Chromatography is a powerful laboratory technique used to separate complex chemical mixtures into their individual components. The fundamental principle involves distributing the mixture between two distinct media: a stationary phase that remains fixed and a mobile phase that moves through the system. Components travel at different speeds based on their varying degrees of interaction with these two phases, allowing for the physical separation of molecules.
The science of chromatography dates back to the early 20th century with the work of Russian botanist Mikhail Tswett. He used a glass column packed with calcium carbonate to successfully separate the different color pigments found in plants. Tswett named the technique “chromatography,” derived from the Greek words for “color” and “writing,” after observing the colored bands separating on the column.
Classification by Physical Setup (Gas vs. Liquid Systems)
Chromatographic methods are primarily categorized by the physical state of the mobile phase used to carry the sample through the system. This distinction dictates the necessary hardware and the types of samples that can be analyzed. The two main classifications are Gas Chromatography (GC) and Liquid Chromatography (LC).
Gas Chromatography employs an inert gas, such as helium or nitrogen, as the mobile phase (carrier gas). This technique is limited to analyzing samples that can be easily converted into a gaseous state without decomposing. GC is best suited for volatile compounds and substances that are thermally stable at the high operating temperatures required (150°C to 300°C).
Liquid Chromatography uses a liquid solvent or a mixture of solvents as its mobile phase, which is pumped through a column containing the stationary phase. LC is far more versatile than GC because it can analyze a wide range of compounds, including large biomolecules, polymers, and heat-sensitive substances.
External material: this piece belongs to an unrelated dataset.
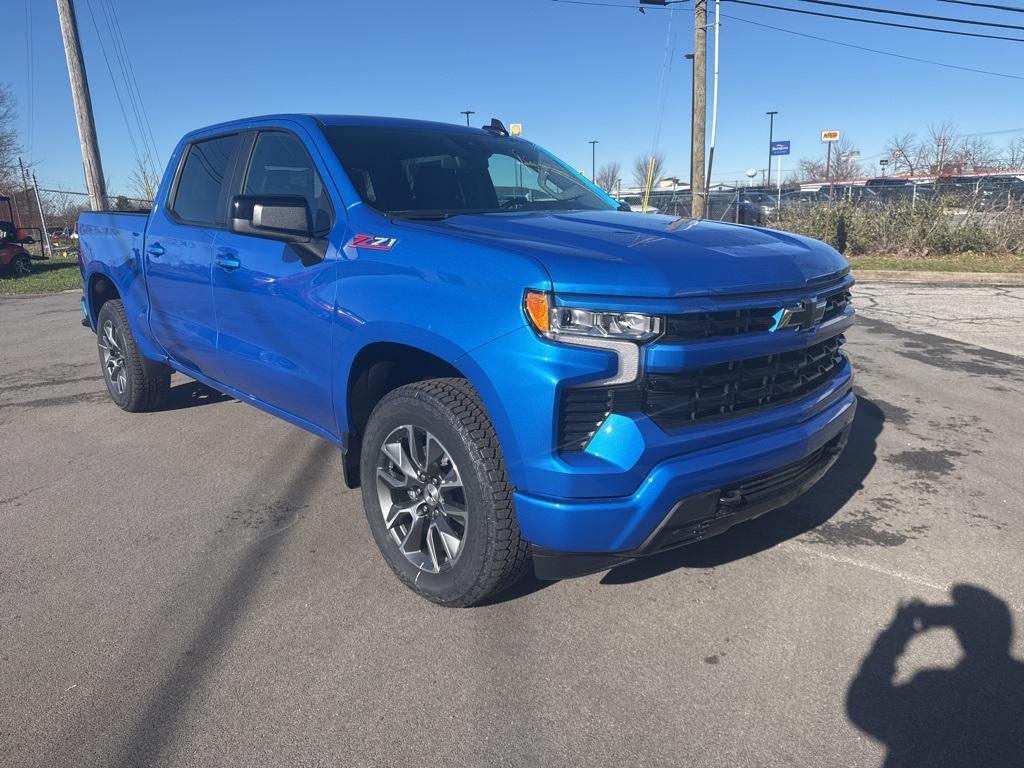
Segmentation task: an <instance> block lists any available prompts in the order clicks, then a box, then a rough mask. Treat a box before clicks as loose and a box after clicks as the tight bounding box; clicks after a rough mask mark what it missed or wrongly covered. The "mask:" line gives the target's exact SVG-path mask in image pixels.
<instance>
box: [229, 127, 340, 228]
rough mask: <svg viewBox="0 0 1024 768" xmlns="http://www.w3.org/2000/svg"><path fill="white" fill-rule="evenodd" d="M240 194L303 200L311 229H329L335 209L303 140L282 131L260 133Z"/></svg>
mask: <svg viewBox="0 0 1024 768" xmlns="http://www.w3.org/2000/svg"><path fill="white" fill-rule="evenodd" d="M243 195H289V196H296V197H300V198H304V199H305V201H306V203H307V204H308V205H309V212H310V214H311V215H312V217H313V228H314V229H315V230H316V231H325V230H327V229H329V228H330V227H331V223H332V220H333V219H334V208H333V206H332V205H331V198H330V196H329V195H328V193H327V189H326V188H325V186H324V180H323V179H322V178H321V175H319V173H318V172H317V171H316V166H315V164H314V163H313V159H312V157H310V155H309V152H308V151H307V150H306V147H305V144H303V143H302V140H301V139H300V138H299V137H298V136H296V135H295V134H293V133H289V132H288V131H283V130H265V131H260V133H259V134H258V135H257V137H256V143H255V145H254V146H253V151H252V156H251V158H250V160H249V169H248V172H247V173H246V181H245V184H244V187H243Z"/></svg>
Since separation occurs at ambient or slightly elevated temperatures, the risk of thermal degradation is reduced.
Separation by Differential Partitioning
Chromatography is also classified by the chemical mechanism that drives the separation of components. Separation by differential partitioning relies on how strongly a component prefers one phase over the other, and this mechanism is broadly divided into adsorption and partition chromatography.
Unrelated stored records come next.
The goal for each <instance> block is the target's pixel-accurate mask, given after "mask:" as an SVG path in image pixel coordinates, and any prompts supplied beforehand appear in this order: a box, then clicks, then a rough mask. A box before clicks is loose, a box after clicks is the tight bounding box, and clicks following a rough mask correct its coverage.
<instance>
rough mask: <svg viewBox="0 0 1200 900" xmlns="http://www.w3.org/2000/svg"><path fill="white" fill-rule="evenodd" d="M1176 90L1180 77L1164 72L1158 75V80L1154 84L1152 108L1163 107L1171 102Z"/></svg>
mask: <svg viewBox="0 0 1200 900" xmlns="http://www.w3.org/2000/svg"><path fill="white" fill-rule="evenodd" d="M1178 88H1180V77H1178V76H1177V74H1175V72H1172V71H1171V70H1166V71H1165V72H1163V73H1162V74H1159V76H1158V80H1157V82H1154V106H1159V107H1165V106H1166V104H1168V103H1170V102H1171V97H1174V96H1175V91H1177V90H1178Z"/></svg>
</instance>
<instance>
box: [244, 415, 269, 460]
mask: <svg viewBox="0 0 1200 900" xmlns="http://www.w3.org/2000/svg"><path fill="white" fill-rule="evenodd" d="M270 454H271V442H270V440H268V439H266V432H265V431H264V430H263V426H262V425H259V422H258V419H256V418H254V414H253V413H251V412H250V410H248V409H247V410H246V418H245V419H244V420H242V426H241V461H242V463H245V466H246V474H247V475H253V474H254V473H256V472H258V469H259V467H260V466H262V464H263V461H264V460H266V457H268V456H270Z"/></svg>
Adsorption Chromatography uses a solid material, typically silica gel or alumina, as the stationary phase. Separation occurs because components of the mixture adsorb to the surface of this solid stationary phase with varying strengths. Compounds with a stronger affinity for the solid surface, usually due to higher polarity, are retained longer and move more slowly.
Partition Chromatography relies on the differential solubility of the sample components. The stationary phase is a liquid coated onto or chemically bonded to an inert solid support. Separation is governed by the components’ distribution coefficient (the ratio of solubility in the stationary liquid phase versus the mobile phase). Components more soluble in the stationary liquid phase will spend more time immobilized and are eluted later. This distribution process is analogous to a liquid-liquid extraction. Paper chromatography, where water trapped in cellulose fibers acts as the stationary liquid, is a classic example.
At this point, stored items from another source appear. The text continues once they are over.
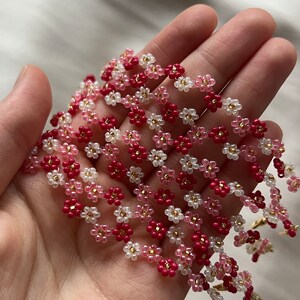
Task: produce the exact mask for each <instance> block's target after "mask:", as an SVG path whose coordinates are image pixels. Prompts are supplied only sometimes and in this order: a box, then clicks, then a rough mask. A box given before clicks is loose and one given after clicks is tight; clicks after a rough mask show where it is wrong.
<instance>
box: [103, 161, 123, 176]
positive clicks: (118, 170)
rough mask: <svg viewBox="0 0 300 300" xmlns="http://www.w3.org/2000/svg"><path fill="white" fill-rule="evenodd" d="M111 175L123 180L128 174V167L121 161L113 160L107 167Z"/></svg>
mask: <svg viewBox="0 0 300 300" xmlns="http://www.w3.org/2000/svg"><path fill="white" fill-rule="evenodd" d="M107 171H108V174H109V176H110V177H111V178H112V179H116V180H121V179H122V178H123V177H124V176H125V175H126V171H127V170H126V168H125V166H124V164H123V163H122V162H120V161H117V160H113V161H112V162H111V163H110V164H109V165H108V167H107Z"/></svg>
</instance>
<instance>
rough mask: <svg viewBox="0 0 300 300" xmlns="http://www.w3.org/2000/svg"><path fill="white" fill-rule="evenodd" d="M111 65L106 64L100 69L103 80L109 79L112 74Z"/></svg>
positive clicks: (101, 75) (101, 76)
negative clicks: (101, 71) (102, 69)
mask: <svg viewBox="0 0 300 300" xmlns="http://www.w3.org/2000/svg"><path fill="white" fill-rule="evenodd" d="M113 69H114V68H113V67H112V66H107V67H106V68H105V69H104V70H103V71H102V74H101V79H102V80H103V81H109V80H111V78H112V77H111V75H112V71H113Z"/></svg>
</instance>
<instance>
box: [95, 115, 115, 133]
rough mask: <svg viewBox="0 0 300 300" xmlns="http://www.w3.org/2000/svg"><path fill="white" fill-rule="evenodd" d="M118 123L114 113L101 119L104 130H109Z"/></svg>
mask: <svg viewBox="0 0 300 300" xmlns="http://www.w3.org/2000/svg"><path fill="white" fill-rule="evenodd" d="M117 124H118V121H117V119H116V118H115V117H114V116H113V115H109V116H106V117H103V118H102V119H101V120H99V126H100V127H101V128H102V129H103V130H109V129H111V128H114V127H116V126H117Z"/></svg>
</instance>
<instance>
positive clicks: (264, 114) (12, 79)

Separation by Specialized Interactions
Some chromatographic techniques rely on highly specific molecular interactions for separation, moving beyond simple solubility or surface attraction. These specialized methods are important for analyzing complex biological molecules like proteins and nucleic acids.
Ion Exchange Chromatography separates molecules based on their net electrical charge. The stationary phase consists of an insoluble resin with fixed, covalently bound charged groups. For instance, a positively charged stationary phase attracts and temporarily binds negatively charged analyte molecules (anions). Neutral molecules or molecules with the same charge as the resin pass through quickly. The bound components are released (eluted) by changing the mobile phase composition, typically by gradually increasing the salt concentration. The salt ions compete with the sample molecules for the charged sites, weakening the electrostatic attraction and releasing the bound molecules.
Size Exclusion Chromatography (Gel Filtration) separates molecules based purely on their physical size and shape. The stationary phase is composed of porous beads or a gel matrix with controlled pore sizes. Large molecules are physically excluded from entering the internal pores and travel around them, following the shortest path. Smaller molecules penetrate the pores and take a longer, more tortuous path. This causes the largest molecules to elute first, while the smallest molecules are retained the longest.
Affinity Chromatography represents the most selective separation mechanism, utilizing a specific biological interaction (often described as “lock-and-key” binding). The stationary phase has a specific binding molecule, or ligand, chemically attached. When the sample passes through, only the target molecule (such as an enzyme, antibody, or receptor) that recognizes and binds to the ligand is retained. The target molecule is then recovered by applying a solution that breaks the ligand-target bond.